Virgin Atlantic Cargo has given its support to a conservation project led by the governments of Montserrat and Dominica and zoological experts in the UK, Jersey and Sweden to save the critically-endangered mountain chicken frog, one of the largest frogs in the world.

Working closely with JCS Livestock a division of James Cargo Services Ltd, the airline carried 57 frogs bred at the Durrell Wildlife Conservation Trust in Jersey and ZSL London Zoo as part of a conservation project on its scheduled flight to Antigua. For the final leg of their journey, the frogs boarded a charter flight to Montserrat.  

All of the frogs arrived ‘home’ safely in Montserrat, where they were placed in a temporary holding facility to be rehydrated and rested for several days before being taken into the forest and released into the wild. At the release site special tents filled with leaf litter were used as release areas for the frogs, enabling them to leave when they were ready. All of the frogs are radio tagged and will be closely monitored for six weeks after their release by the programme’s field team.   

John Lloyd, Director of Cargo at Virgin Atlantic, said: “Virgin is passionate about conservation. This is the latest project the airline has been able to support and we hope it will lead to a sustainable recovery of the mountain chicken frog in its natural habitat.”

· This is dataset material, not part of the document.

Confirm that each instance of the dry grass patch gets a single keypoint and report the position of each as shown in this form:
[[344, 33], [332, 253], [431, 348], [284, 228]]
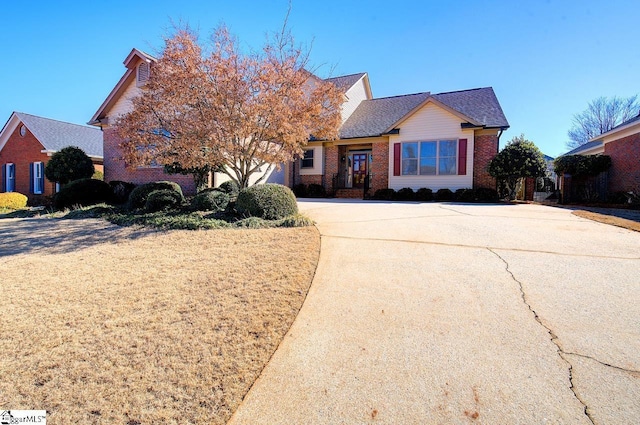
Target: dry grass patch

The mountain chicken frog is the largest of all living Leptodactylus species. It can reach a head and body length of over 20cms, weigh over 900g and live for up to 12 years. However, on their native island home of Montserrat and Dominica, the frogs are on the brink of extinction as a result of habitat loss due to the volcano in Monserrat and the fungal disease Chytridiomycosis on both islands, which has resulted in a mortality rate of over 90%.

The Mountain Chicken Frog Recovery Program is a partnership between Durrell Wildlife Conservation Trust, the Zoological Society of London, North of England Zoological Society Chester Zoo, Parken Zoo in Sweden and the Governments of Montserrat and Dominica. The frogs are classified as critically endangered in the International Union for Conservation of Nature (IUCN) Red List of Threatened Species and this project is part of a global study to fight the chytrid fungus disease. 

In support of a separate conservation project in cooperation with JCS Livestock & the Government of Anguilla, Virgin Atlantic Cargo has also flown 9 endangered Anguillan Racer Snakes from Antigua to London Gatwick. The snakes are part of a breeding programme being coordinated by Durrell Wildlife Conservation Trust.